This was fun last time, leggo again

I'll start with: libertarians have solid takes ~40-50% of the time and many of them just need to be pushed a step further in their thinking to turn against capitalist oppression along with state oppression. The libright-to-leftist pipeline is stronger than most seem to think it is.

  • invalidusernamelol [he/him]
    ·
    4 years ago

    You're cool, it's more a question of who's saying a government or state is authoritarian. Is it the workers within that state, or ex-pats and NGOs that are aligned with western interests.

    Authoritarian policy is a natural consequence of proletarian dictatorship. Especially a ML revolution. It's the job of the vanguard to crush the capitalist institutions that exploit the workers (which to the owners seems to be authoritarian).

    When the vanguard liberalises and allows the accumulation of capital to return, it becomes authoritarian in the opposite direction. It takes from the workers and gives to the new owner class.

    Of course, the west would never say this is an authoritarian government.
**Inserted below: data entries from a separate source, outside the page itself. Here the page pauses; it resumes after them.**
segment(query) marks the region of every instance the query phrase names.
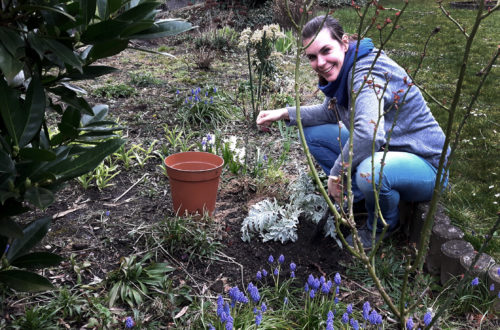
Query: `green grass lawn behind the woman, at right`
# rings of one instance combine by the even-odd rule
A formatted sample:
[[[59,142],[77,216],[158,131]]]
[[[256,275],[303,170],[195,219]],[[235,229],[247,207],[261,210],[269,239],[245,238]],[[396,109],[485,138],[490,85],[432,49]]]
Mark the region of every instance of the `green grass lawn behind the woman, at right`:
[[[475,11],[451,9],[443,1],[451,16],[468,32],[472,28]],[[403,1],[380,1],[385,8],[402,8]],[[395,11],[380,11],[380,19],[394,20]],[[346,32],[357,31],[358,19],[351,8],[337,10],[335,16],[341,21]],[[369,16],[371,17],[371,16]],[[439,27],[427,48],[427,54],[416,78],[428,93],[438,101],[449,105],[455,91],[458,71],[462,63],[465,36],[457,26],[441,12],[434,0],[410,1],[398,23],[400,28],[393,34],[385,47],[386,53],[403,67],[413,70],[417,67],[423,45],[430,33]],[[388,30],[388,29],[385,29]],[[483,68],[495,52],[500,40],[500,20],[498,13],[486,18],[474,40],[469,67],[459,103],[460,112],[456,116],[454,130],[463,117],[464,108],[469,104],[476,90],[480,76],[476,73]],[[375,44],[380,44],[378,30],[372,29],[368,36]],[[497,61],[498,63],[498,61]],[[482,88],[468,119],[450,168],[450,190],[444,196],[444,204],[452,219],[465,233],[466,239],[476,249],[481,245],[497,218],[500,193],[499,134],[500,106],[498,82],[500,70],[496,64]],[[434,116],[444,128],[447,112],[426,97]],[[455,136],[455,133],[453,133]],[[500,239],[498,232],[487,248],[487,253],[500,260]]]

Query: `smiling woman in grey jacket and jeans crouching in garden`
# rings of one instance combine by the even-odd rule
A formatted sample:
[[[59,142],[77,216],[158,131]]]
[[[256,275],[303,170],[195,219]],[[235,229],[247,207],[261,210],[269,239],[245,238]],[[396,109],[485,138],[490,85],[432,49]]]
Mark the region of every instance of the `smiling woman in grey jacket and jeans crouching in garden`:
[[[345,182],[341,180],[345,170],[342,164],[349,159],[346,125],[348,128],[350,123],[350,87],[357,41],[344,33],[336,19],[325,20],[324,16],[309,21],[302,37],[304,46],[310,43],[305,53],[319,76],[319,89],[325,94],[322,104],[300,108],[304,134],[311,154],[328,175],[329,195],[342,205],[346,193],[341,184]],[[365,249],[372,245],[375,218],[372,157],[376,186],[381,180],[380,211],[389,225],[386,235],[390,235],[398,229],[400,200],[423,202],[432,198],[445,139],[420,90],[412,86],[405,70],[383,52],[376,58],[377,52],[370,39],[360,41],[352,85],[355,92],[362,88],[353,107],[352,192],[355,203],[364,199],[368,212],[366,225],[358,230]],[[261,111],[257,124],[266,126],[285,120],[288,125],[295,125],[295,111],[295,107]],[[389,151],[380,178],[385,148]],[[382,229],[378,220],[376,239]],[[346,240],[353,245],[352,235]]]

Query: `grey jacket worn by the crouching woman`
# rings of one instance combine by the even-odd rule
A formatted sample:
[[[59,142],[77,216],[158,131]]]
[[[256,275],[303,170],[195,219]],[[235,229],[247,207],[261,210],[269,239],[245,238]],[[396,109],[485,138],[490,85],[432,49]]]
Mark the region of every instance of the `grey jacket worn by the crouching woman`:
[[[443,130],[432,116],[420,90],[411,84],[405,70],[396,62],[382,52],[370,72],[377,52],[374,49],[359,59],[348,75],[348,86],[351,86],[354,69],[353,91],[362,88],[354,106],[353,168],[371,156],[374,138],[376,151],[388,145],[389,151],[416,154],[437,168],[445,140]],[[349,129],[350,106],[347,109],[332,106],[335,100],[331,101],[330,97],[325,97],[323,104],[300,107],[303,126],[338,123],[340,120]],[[287,109],[290,118],[287,124],[296,125],[295,107]],[[347,161],[348,152],[349,144],[346,143],[330,175],[340,174],[341,159]]]

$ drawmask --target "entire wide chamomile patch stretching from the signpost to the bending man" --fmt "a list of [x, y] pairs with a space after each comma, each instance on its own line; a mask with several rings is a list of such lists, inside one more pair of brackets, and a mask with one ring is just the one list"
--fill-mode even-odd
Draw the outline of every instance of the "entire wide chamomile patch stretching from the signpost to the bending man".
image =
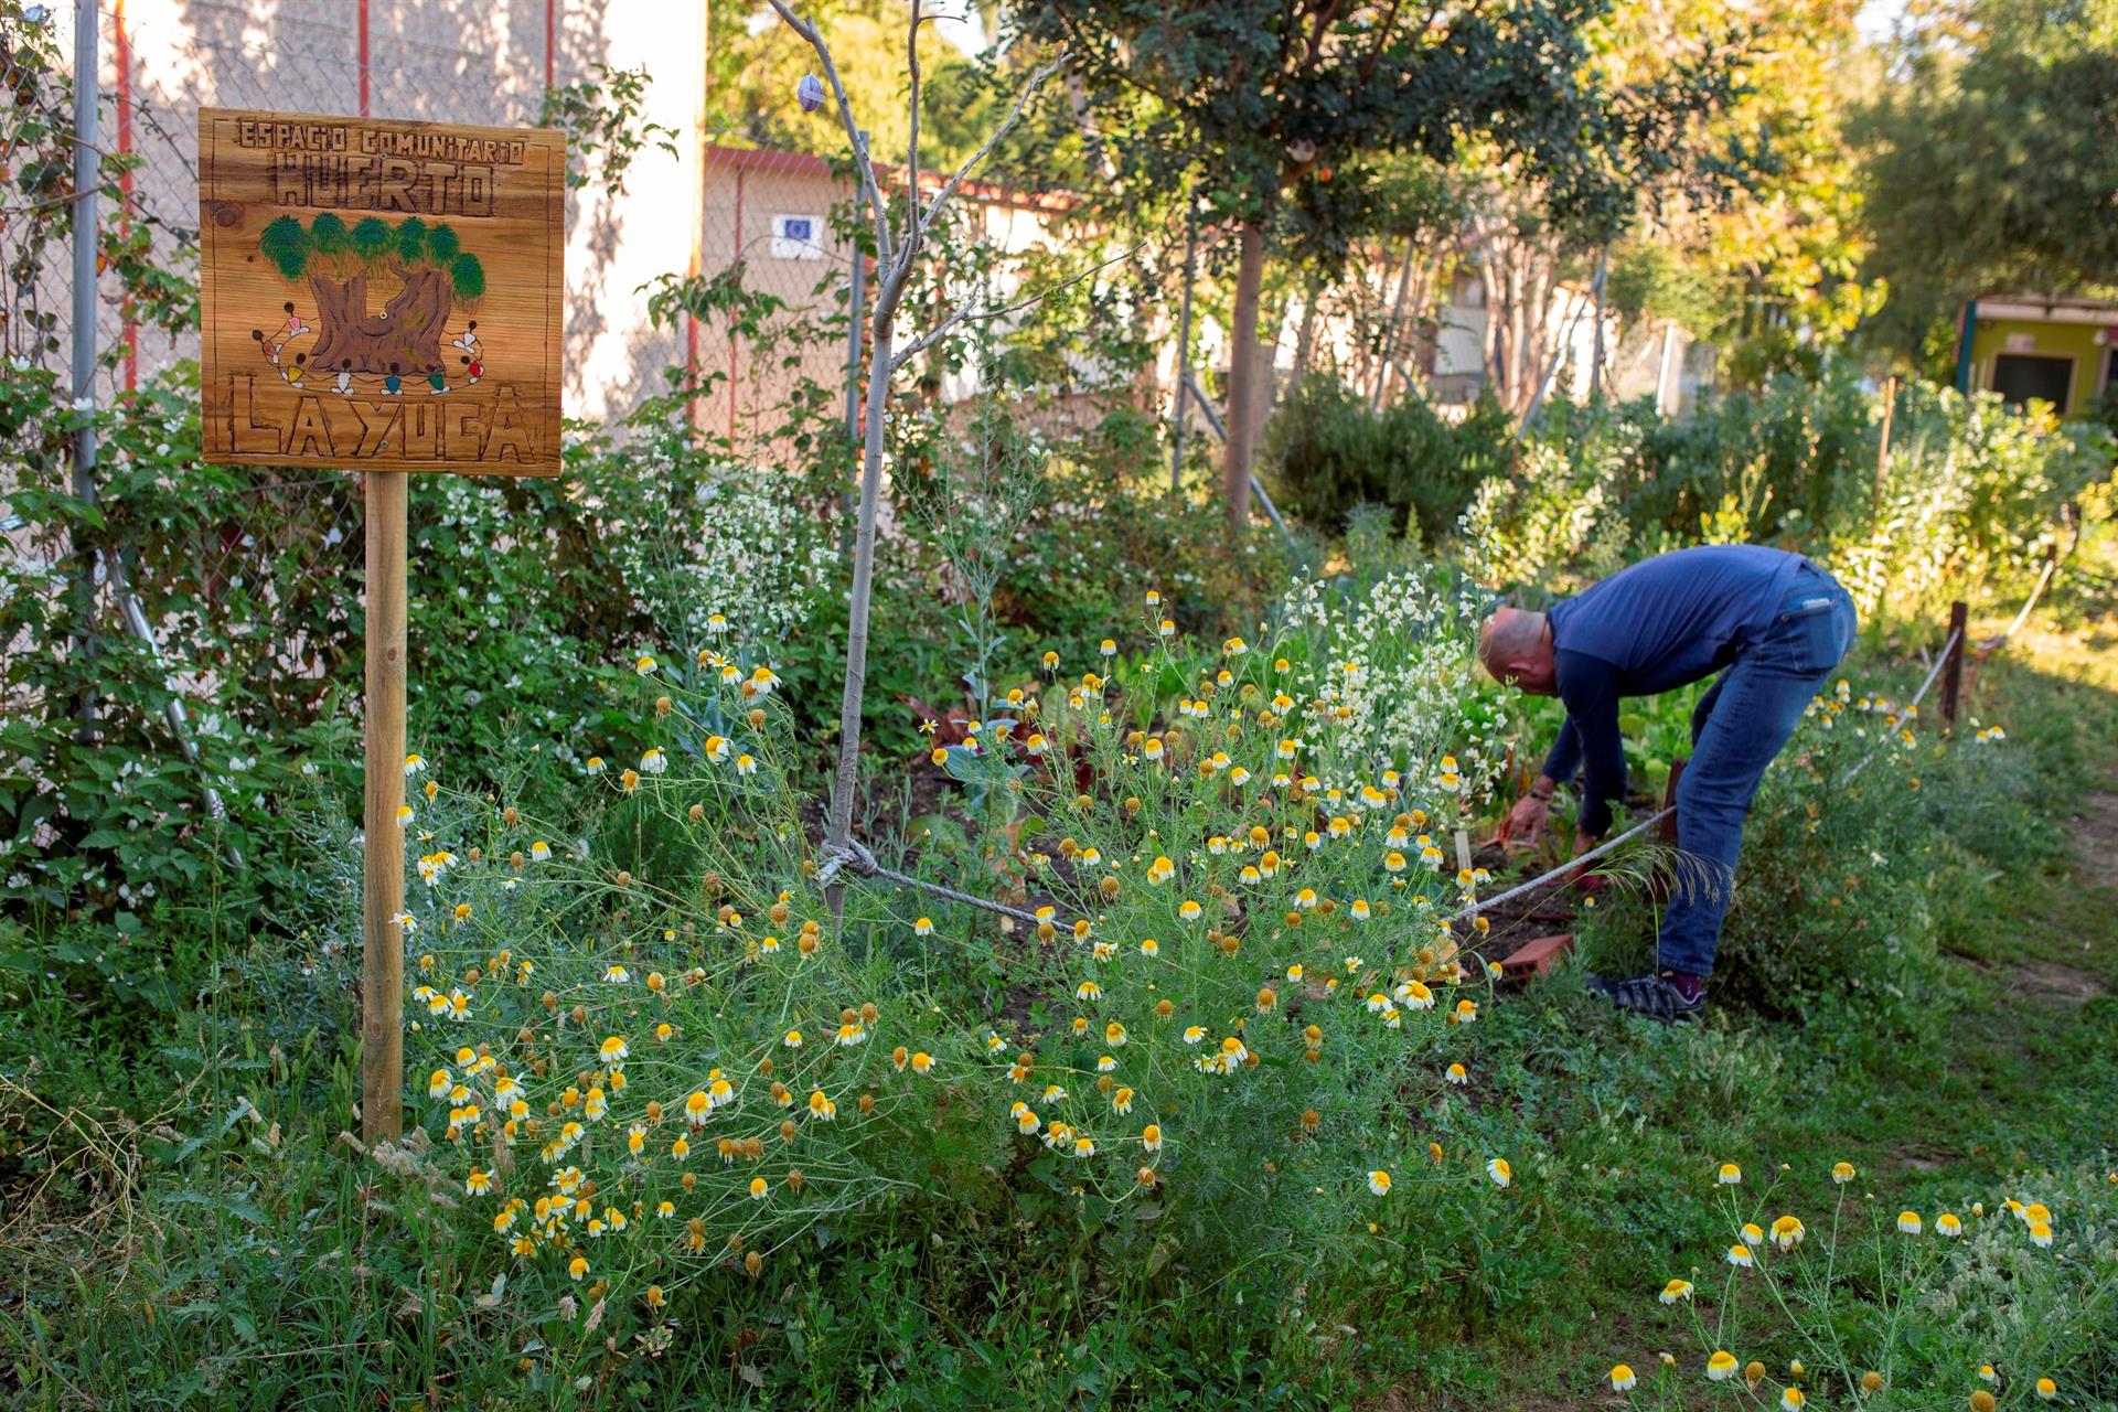
[[561, 1380], [904, 1198], [1010, 1196], [1135, 1281], [1506, 1228], [1508, 1154], [1451, 1116], [1491, 995], [1447, 923], [1487, 883], [1453, 838], [1497, 760], [1476, 608], [1305, 584], [1216, 650], [1154, 595], [1110, 677], [995, 696], [936, 747], [1036, 908], [983, 1008], [926, 986], [974, 912], [854, 881], [832, 917], [754, 658], [633, 663], [654, 743], [585, 760], [572, 823], [413, 756], [390, 1160]]

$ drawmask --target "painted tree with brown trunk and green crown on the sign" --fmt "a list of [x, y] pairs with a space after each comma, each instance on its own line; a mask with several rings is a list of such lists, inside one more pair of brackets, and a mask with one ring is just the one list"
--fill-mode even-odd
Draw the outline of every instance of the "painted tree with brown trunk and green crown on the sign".
[[[472, 311], [485, 294], [485, 267], [455, 229], [417, 216], [394, 227], [375, 216], [347, 227], [330, 212], [307, 227], [277, 216], [258, 235], [258, 250], [288, 279], [307, 277], [316, 296], [309, 366], [333, 373], [441, 373], [449, 309]], [[385, 271], [402, 288], [371, 313], [369, 279]]]

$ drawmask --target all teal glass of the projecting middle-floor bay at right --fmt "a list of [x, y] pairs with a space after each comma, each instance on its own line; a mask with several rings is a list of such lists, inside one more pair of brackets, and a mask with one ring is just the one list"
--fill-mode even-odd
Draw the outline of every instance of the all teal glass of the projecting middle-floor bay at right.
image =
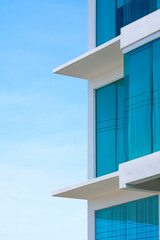
[[160, 150], [160, 39], [125, 55], [125, 161]]

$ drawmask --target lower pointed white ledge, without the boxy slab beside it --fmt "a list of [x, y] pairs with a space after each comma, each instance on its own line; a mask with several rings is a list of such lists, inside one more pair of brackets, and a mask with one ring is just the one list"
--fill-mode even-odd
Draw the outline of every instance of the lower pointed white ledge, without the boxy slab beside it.
[[53, 197], [91, 200], [119, 189], [119, 174], [114, 172], [53, 192]]

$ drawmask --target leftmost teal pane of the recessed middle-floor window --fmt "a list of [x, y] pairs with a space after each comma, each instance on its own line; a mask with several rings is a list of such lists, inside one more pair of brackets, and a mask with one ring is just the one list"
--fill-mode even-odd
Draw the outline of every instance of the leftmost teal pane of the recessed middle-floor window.
[[97, 177], [115, 171], [116, 85], [96, 91]]

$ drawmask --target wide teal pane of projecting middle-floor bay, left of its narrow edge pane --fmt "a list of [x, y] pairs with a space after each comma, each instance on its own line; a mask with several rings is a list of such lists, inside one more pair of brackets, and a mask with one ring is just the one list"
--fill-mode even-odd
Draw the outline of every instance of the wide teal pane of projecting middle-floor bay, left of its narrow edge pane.
[[127, 54], [125, 65], [125, 161], [152, 152], [152, 68], [150, 46]]

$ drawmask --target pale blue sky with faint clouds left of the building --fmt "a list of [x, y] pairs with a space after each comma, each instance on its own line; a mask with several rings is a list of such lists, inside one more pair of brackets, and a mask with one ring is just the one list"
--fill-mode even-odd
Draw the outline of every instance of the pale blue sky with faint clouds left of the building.
[[87, 81], [52, 69], [87, 51], [87, 0], [1, 0], [0, 239], [87, 238]]

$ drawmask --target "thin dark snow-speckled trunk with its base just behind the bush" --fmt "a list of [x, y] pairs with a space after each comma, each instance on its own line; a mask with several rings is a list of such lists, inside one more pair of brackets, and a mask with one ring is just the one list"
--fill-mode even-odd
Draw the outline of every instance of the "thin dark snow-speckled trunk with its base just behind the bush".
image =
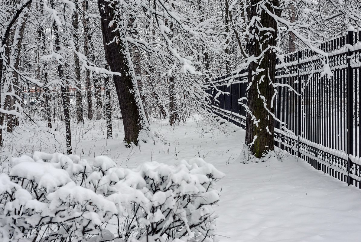
[[[51, 2], [52, 4], [52, 2]], [[52, 6], [52, 8], [54, 8]], [[54, 39], [55, 39], [55, 52], [60, 53], [60, 38], [59, 38], [59, 30], [56, 23], [53, 23], [54, 29]], [[57, 63], [59, 79], [62, 82], [61, 85], [61, 99], [63, 102], [64, 109], [64, 121], [65, 121], [65, 133], [66, 133], [66, 154], [71, 154], [71, 131], [70, 131], [70, 116], [69, 116], [69, 83], [66, 81], [63, 65], [59, 62]]]

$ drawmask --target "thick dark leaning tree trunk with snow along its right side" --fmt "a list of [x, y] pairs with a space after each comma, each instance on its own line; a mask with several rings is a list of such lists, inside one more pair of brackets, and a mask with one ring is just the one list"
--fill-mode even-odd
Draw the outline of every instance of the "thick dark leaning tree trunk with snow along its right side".
[[139, 140], [147, 141], [150, 130], [132, 68], [121, 13], [114, 23], [114, 12], [119, 10], [117, 1], [98, 0], [98, 6], [106, 59], [112, 72], [121, 75], [113, 75], [113, 79], [123, 117], [124, 141], [127, 144], [138, 144]]

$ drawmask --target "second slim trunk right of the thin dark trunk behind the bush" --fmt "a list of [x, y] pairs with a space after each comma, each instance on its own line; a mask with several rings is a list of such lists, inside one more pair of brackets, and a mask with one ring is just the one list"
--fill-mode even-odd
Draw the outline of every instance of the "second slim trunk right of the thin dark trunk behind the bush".
[[[83, 26], [84, 26], [84, 55], [90, 60], [89, 43], [91, 42], [91, 35], [89, 34], [89, 18], [86, 18], [85, 13], [88, 12], [88, 0], [83, 1]], [[92, 104], [92, 91], [91, 91], [91, 80], [90, 70], [85, 71], [86, 78], [86, 90], [87, 90], [87, 103], [88, 103], [88, 119], [93, 118], [93, 104]]]

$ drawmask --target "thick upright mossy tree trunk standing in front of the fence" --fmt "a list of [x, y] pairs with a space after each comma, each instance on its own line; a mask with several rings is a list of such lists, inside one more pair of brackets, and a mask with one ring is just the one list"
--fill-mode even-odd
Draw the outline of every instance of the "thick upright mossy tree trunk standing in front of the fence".
[[[262, 3], [263, 4], [263, 3]], [[272, 5], [271, 5], [272, 4]], [[258, 0], [251, 0], [251, 19], [258, 20], [251, 26], [249, 39], [249, 56], [254, 60], [249, 64], [247, 92], [246, 139], [251, 152], [261, 158], [267, 151], [274, 150], [274, 118], [271, 107], [276, 69], [277, 23], [264, 8], [280, 16], [279, 0], [270, 0], [261, 5]], [[262, 8], [263, 7], [263, 8]]]

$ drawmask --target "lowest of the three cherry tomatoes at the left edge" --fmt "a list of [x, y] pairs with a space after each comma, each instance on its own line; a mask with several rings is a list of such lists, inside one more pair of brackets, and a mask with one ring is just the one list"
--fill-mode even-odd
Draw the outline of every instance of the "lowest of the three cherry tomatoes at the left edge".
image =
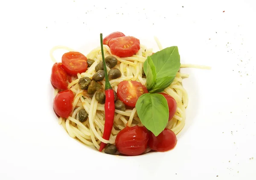
[[62, 118], [67, 118], [72, 112], [74, 94], [71, 90], [64, 90], [58, 93], [53, 100], [55, 113]]

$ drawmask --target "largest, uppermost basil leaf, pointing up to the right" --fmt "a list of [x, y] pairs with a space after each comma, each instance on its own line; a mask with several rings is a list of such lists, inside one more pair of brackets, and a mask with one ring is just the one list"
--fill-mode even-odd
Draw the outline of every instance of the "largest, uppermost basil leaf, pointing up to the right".
[[[168, 87], [175, 79], [175, 76], [178, 70], [180, 69], [180, 54], [178, 51], [178, 47], [172, 46], [152, 54], [150, 58], [154, 63], [157, 77], [154, 86], [148, 90], [150, 93], [158, 93], [163, 91], [166, 87]], [[143, 64], [146, 76], [148, 76], [147, 64], [148, 59]], [[152, 66], [150, 66], [150, 68], [152, 68]]]

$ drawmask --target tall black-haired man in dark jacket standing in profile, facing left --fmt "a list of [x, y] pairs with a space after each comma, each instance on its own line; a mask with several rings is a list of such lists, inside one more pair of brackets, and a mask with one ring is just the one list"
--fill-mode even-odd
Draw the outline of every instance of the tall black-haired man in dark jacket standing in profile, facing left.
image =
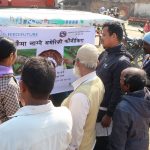
[[[112, 115], [121, 97], [120, 74], [130, 66], [131, 55], [121, 44], [123, 29], [119, 23], [105, 23], [102, 27], [102, 45], [105, 48], [97, 67], [97, 75], [105, 86], [105, 95], [97, 118], [97, 142], [95, 150], [106, 150], [111, 133]], [[109, 129], [110, 128], [110, 129]], [[106, 130], [106, 131], [102, 131]]]

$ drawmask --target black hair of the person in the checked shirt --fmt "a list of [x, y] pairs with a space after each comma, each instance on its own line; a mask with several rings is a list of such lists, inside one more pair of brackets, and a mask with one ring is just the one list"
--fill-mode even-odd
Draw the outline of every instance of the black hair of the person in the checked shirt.
[[15, 43], [6, 37], [0, 37], [0, 61], [6, 59], [11, 53], [15, 52]]

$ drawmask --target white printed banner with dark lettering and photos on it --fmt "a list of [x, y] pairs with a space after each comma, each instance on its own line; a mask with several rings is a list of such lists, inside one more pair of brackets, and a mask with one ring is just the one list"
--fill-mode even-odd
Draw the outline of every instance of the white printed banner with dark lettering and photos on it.
[[92, 27], [0, 27], [0, 36], [9, 37], [17, 44], [18, 58], [13, 66], [16, 76], [21, 67], [32, 56], [48, 58], [56, 66], [56, 80], [52, 94], [72, 90], [75, 77], [73, 65], [64, 63], [73, 60], [78, 48], [95, 42]]

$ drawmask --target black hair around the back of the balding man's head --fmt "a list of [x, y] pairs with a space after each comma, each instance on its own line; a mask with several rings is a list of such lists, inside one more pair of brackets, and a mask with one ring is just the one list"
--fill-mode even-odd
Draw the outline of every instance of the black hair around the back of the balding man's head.
[[127, 73], [124, 76], [124, 83], [125, 85], [129, 85], [130, 92], [142, 90], [146, 85], [146, 74], [143, 75], [140, 73], [137, 74]]

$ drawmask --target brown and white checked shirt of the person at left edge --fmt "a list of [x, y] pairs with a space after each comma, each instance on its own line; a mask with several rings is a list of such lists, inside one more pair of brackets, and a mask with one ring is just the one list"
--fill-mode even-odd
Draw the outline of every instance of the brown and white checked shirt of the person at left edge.
[[19, 86], [13, 75], [0, 77], [0, 123], [19, 109]]

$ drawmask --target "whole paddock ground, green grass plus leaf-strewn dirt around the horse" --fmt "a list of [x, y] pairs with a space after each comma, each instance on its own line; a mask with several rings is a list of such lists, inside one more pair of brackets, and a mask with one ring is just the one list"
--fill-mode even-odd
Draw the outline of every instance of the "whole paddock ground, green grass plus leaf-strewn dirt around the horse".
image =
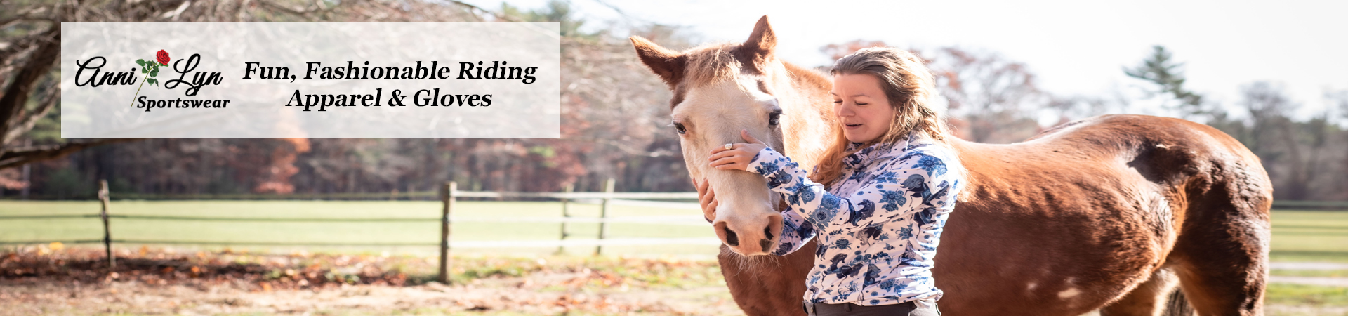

They'd just say that "democracy has returned".

    • BlueMagaChud [any]
      ·
      edit-2
      4 years ago

      Unless someone can instantly convert all of society into classlessness, then authoritarianism is unavoidable, you'll either have the authoritarianism of the dictatorship of the bourgeoisie or the authoritarianism of the dictatorship of the proletariat. I have yet to see any materially possible way of instant class abolition, so the only way out is through.